Devonshire Trust (“Devonshire”) and Barclays Bank PLC (“Barclays”) were involved in the Asset Backed Commercial Paper (“ABCP”) market in Canada. The ABCP market consisted of AAA rated short term notes issued by special purpose vehicles (the “conduits”). The conduits invested in longer term assets issued by “asset providers”. The conduits paid coupons on the ABCP notes through their earnings from their long term investments, but depended on new ABCP note purchases to repay the principal.
In August of 2007, the ABCP market seized up. Upon the collapse of the ABCP market, the various participants negotiated certain terms to provide a breathing space within which to come to resolution of the complex issues before them. During the negotiations, the parties issued suspension notices, whereby the conduits and the asset providers agreed not to exercise their rights against one another.
In a unique development, almost all of the conduits in Canada, representing over $32 billion, were ultimately joined into one formal restructuring proceeding under the Companies’ Creditors Arrangement Act which was ultimately successfully concluded and approved by the court.

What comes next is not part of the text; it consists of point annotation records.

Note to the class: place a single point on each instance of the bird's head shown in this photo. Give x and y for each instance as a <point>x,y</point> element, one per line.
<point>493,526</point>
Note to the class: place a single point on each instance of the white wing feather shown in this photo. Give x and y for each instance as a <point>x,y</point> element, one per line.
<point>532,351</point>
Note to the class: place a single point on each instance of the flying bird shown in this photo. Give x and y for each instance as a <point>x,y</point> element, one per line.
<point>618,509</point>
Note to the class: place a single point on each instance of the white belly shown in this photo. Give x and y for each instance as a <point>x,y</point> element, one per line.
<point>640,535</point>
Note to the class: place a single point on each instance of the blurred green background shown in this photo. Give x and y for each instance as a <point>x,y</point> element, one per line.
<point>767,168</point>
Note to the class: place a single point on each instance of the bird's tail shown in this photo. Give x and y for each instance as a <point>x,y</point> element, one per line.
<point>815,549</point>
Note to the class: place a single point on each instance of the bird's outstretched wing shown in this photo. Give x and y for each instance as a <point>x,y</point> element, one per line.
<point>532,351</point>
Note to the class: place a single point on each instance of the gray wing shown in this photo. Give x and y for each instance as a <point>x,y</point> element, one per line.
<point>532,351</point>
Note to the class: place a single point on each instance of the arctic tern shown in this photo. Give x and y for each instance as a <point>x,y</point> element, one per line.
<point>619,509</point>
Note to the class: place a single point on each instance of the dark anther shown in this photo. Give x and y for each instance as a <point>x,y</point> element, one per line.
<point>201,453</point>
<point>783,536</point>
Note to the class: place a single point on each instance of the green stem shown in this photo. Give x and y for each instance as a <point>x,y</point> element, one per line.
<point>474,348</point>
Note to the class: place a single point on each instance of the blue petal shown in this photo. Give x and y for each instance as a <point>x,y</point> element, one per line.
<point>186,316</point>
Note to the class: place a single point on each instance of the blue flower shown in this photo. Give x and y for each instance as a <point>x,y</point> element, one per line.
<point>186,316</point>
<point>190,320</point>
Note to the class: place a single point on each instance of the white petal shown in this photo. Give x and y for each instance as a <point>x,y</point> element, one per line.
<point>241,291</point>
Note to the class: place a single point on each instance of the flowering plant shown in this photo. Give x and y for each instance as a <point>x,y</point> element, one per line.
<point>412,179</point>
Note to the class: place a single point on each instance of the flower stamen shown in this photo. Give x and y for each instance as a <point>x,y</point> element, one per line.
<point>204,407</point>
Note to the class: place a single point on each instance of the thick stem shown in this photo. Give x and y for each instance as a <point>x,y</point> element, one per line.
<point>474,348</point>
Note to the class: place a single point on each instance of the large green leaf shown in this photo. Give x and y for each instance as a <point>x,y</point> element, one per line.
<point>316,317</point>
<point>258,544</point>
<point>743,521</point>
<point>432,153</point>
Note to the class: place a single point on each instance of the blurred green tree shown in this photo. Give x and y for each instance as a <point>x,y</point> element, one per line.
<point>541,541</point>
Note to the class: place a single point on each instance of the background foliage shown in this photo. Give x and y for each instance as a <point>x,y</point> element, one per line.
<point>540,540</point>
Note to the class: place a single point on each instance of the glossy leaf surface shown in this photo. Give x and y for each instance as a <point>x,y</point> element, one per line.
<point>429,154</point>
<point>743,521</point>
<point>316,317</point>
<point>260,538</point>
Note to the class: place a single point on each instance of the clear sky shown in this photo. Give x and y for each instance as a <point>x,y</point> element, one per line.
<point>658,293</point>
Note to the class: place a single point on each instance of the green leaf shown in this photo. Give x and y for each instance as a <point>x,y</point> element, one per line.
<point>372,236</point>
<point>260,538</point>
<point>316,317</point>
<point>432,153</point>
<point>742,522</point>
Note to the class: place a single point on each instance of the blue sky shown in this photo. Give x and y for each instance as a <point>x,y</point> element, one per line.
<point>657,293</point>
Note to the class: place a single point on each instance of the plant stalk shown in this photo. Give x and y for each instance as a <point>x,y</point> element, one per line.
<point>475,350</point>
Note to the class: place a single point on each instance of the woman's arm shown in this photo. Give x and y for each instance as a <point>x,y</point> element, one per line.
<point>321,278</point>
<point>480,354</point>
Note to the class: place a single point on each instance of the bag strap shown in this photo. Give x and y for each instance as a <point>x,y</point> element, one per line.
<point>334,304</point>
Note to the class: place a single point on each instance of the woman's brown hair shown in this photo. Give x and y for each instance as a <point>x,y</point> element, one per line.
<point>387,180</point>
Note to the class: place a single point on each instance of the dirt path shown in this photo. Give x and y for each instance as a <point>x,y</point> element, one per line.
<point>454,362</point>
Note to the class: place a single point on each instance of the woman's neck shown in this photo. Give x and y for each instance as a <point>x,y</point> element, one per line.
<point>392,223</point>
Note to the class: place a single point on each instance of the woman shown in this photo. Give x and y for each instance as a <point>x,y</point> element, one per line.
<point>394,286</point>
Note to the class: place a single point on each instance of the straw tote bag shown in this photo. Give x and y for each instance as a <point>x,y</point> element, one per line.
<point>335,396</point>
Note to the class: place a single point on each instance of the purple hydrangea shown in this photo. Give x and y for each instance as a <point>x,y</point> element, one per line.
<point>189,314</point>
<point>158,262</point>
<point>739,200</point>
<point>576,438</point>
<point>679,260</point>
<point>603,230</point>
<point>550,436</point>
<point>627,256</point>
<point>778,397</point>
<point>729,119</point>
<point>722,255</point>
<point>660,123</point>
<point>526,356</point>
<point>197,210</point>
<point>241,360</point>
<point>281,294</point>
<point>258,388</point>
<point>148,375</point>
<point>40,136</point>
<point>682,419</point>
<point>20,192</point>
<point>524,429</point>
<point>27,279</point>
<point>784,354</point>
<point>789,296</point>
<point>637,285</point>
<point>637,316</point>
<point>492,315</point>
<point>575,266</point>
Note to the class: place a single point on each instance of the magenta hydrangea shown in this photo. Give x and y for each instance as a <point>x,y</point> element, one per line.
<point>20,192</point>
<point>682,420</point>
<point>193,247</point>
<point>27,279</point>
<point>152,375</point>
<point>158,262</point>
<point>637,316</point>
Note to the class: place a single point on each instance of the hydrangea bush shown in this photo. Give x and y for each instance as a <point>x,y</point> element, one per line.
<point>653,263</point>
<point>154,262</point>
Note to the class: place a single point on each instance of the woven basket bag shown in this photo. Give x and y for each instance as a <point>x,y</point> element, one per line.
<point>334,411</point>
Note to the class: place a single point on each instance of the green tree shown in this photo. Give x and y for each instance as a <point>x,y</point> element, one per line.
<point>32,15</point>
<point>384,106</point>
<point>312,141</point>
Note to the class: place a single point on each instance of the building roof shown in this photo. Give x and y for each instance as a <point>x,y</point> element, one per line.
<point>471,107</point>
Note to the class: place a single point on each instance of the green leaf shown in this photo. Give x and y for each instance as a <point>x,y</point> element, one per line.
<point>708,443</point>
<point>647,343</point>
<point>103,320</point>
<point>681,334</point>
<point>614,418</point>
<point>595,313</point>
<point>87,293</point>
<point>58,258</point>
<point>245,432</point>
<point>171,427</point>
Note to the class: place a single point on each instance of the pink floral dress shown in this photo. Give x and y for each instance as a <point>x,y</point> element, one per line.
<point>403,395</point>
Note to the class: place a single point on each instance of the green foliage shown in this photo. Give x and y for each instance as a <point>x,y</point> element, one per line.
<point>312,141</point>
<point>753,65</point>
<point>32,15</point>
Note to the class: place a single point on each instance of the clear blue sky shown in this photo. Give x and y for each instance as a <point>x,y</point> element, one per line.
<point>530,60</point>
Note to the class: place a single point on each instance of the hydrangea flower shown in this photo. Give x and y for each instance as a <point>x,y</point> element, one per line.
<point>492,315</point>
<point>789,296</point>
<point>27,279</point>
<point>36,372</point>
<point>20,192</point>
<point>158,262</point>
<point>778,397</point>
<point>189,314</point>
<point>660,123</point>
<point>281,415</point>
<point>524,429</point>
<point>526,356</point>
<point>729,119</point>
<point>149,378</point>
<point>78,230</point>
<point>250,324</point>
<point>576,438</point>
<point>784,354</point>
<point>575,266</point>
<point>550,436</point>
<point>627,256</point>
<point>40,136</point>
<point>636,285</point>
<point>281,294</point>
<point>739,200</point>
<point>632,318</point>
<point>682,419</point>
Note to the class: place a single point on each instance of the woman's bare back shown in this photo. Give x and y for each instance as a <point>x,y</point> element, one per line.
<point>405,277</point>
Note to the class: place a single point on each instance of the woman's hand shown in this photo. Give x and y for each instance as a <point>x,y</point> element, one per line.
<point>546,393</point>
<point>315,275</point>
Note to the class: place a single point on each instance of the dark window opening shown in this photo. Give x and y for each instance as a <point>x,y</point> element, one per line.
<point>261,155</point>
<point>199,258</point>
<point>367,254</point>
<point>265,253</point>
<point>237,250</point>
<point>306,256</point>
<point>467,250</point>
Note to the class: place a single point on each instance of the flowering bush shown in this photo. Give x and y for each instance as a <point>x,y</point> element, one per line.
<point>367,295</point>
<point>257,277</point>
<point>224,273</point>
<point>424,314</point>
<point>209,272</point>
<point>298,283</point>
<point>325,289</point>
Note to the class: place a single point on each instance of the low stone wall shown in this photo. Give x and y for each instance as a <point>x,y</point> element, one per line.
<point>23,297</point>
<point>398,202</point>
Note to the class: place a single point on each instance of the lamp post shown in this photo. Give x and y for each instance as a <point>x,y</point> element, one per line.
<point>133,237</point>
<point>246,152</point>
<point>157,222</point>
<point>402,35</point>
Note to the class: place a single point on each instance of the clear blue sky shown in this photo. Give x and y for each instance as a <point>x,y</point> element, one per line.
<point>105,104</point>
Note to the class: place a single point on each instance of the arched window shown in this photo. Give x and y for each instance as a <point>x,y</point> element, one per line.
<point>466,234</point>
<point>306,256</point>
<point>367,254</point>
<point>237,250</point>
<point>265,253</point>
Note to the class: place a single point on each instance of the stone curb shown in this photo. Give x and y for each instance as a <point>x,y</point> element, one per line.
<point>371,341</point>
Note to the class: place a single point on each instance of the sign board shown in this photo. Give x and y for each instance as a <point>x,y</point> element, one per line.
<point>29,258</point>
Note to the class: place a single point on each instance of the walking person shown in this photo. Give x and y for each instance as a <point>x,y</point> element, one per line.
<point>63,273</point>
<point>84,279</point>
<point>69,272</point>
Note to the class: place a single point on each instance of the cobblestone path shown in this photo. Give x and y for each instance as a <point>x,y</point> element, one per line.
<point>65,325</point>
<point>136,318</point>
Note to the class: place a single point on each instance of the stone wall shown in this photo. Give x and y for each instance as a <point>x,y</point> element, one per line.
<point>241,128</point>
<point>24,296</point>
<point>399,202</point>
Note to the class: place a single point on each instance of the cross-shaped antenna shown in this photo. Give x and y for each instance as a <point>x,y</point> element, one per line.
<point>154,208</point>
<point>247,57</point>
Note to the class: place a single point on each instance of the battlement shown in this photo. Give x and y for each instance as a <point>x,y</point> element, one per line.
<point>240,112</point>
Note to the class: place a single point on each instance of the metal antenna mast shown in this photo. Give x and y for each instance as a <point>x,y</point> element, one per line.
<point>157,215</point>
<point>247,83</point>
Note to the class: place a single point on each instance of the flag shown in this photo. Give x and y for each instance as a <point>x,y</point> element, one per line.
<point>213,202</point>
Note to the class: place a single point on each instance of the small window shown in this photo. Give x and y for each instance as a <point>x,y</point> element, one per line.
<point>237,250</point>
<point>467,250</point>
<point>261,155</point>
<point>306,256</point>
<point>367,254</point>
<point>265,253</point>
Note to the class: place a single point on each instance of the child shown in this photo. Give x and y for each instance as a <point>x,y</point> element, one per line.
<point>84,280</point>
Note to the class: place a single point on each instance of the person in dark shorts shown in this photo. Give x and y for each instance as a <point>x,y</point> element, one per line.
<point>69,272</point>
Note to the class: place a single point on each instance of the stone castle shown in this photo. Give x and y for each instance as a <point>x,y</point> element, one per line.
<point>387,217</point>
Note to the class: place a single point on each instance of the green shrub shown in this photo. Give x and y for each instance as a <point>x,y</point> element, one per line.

Devonshire was the only conduit that was not successfully restructured as a result of these negotiations. Barclays was its asset provider. Barclays Bank v. Metcalfe & Mansfield Alternative Investments VII Corp. involved a dispute between Devonshire (through Metcalfe & Mansfield, Devonshire’s Indenture Trustee) and Barclays Bank, over who was entitled to certain collateral held on trust for Barclays to secure Devonshire’s obligations to Barclays as its asset provider.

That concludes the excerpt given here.